The problem now facing the military commission’s Convening Authority is broader than what to do about the individual case of Hambali. First, the military commissions’ governing regulations include the same flaw: stipulating the lower standard of negligence—while other parts of the Pentagon impose a higher standard, for example, when it comes to reviewing their own troops’ behavior. Second, other Guantánamo commission prosecutions are infected by the same legal contaminant. For instance, one Guantánamo detainee pled guilty to charges for war crimes that included the very same negligence standard as Hambali. And one of the military commission cases now pending before the Supreme Court rested on instructions by the military judge that included the same “should have known” standard for multiple war crimes.
Of course, if the government eventually prevails in its argument that the Guantánamo commissions may constitutionally try offenses (and theories of liability) not recognized by international law, then it may follow that there’s no legal problem with this use of the negligence standard. But it’s hardly obvious that it will prevail, and it’s even less clear why the government would have any incentive to take such a potentially fatal risk in a case with as high a profile as Hambali’s.
Indeed, if it’s as clear as the government suggests that Hambali was intentionally seeking to attack protected persons and property, it would be easy enough for Rishikof, as the Convening Authority, to demand that the charges be reformulated to avoid this very problem. That could be as simple as alleging that Hambali not only intended to commit the attacks, but that he specifically intended to target protected persons and/or property, as such.
More than just an important opportunity to avoid a potential jurisdictional train wreck, this issue also presents Rishikof with an early chance to assert some needed independence vis-à-vis the commissions, and at very little cost to the government (which can simply reformulate and resubmit the charges).

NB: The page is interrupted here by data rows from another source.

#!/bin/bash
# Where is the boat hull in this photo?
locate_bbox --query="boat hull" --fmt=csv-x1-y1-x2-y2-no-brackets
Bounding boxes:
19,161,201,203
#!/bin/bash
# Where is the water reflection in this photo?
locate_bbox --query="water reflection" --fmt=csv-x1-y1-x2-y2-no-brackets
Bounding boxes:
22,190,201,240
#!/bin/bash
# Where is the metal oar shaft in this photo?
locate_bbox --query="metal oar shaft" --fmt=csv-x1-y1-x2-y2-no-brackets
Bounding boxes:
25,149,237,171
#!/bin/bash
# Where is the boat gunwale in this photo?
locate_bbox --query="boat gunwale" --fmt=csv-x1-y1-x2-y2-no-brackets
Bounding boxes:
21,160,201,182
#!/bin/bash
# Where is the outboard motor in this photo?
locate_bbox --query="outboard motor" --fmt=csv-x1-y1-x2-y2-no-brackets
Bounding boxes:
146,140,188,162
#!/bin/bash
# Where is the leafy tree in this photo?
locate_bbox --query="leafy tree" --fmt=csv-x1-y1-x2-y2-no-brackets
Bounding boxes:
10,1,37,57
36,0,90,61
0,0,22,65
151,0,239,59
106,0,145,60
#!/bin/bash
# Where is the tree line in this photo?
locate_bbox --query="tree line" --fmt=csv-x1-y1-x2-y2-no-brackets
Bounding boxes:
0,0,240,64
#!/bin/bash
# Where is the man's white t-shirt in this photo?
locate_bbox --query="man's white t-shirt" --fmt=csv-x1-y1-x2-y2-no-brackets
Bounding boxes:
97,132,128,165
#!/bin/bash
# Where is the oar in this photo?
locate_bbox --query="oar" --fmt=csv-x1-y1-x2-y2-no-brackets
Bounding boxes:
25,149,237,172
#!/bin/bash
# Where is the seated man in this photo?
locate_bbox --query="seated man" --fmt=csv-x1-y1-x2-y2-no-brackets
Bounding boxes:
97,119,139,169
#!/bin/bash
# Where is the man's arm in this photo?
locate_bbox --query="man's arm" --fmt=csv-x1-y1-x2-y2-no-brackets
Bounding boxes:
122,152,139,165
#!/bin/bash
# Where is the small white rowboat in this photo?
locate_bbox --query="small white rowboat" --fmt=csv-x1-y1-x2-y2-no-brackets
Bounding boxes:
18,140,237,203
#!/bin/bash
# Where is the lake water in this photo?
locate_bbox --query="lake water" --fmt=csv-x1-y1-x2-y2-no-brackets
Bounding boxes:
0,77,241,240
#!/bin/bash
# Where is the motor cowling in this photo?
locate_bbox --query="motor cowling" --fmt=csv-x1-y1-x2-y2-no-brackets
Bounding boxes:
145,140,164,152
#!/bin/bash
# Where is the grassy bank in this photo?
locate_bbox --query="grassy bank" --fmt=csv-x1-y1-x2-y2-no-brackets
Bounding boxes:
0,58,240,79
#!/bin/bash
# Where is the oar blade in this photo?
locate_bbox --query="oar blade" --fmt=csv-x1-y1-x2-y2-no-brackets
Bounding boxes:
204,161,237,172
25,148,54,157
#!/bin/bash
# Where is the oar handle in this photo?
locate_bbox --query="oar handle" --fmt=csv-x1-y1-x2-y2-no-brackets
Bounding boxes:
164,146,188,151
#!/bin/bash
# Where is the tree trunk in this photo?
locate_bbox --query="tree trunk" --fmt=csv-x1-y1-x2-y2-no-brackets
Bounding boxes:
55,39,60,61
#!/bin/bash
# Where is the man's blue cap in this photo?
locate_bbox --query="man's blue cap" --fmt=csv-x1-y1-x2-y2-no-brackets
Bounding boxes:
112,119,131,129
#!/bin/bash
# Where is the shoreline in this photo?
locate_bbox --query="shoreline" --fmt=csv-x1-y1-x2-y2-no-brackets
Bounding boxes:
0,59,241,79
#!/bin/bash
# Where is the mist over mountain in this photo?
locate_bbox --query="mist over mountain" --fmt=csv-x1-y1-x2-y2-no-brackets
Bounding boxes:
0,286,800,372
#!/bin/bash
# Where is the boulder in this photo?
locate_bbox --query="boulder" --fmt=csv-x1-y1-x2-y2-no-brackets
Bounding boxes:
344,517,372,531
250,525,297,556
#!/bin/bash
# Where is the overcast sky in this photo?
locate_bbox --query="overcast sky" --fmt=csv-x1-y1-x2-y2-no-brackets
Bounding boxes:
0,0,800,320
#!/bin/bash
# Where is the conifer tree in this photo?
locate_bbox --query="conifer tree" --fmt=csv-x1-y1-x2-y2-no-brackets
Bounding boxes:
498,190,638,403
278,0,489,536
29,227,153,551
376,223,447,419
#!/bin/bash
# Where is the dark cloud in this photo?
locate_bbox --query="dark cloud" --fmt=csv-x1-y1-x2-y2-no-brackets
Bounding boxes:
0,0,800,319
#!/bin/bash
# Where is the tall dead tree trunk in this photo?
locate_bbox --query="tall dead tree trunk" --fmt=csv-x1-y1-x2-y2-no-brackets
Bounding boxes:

In theory, that’s one of the core functions of the Convening Authority—to serve as a check on the prosecution, and ensure that proffered charges are viable as a matter of law. If, instead, he approves the charges as submitted, that would not only open the door to significant litigation in Hambali’s case, specifically, but it would reinforce some people’s concern that the commissions are practically incapable of self-regulation, and must be more carefully supervised by the civilian courts—including, perhaps, by the Supreme Court in Al Bahlul and Al-Nashiri.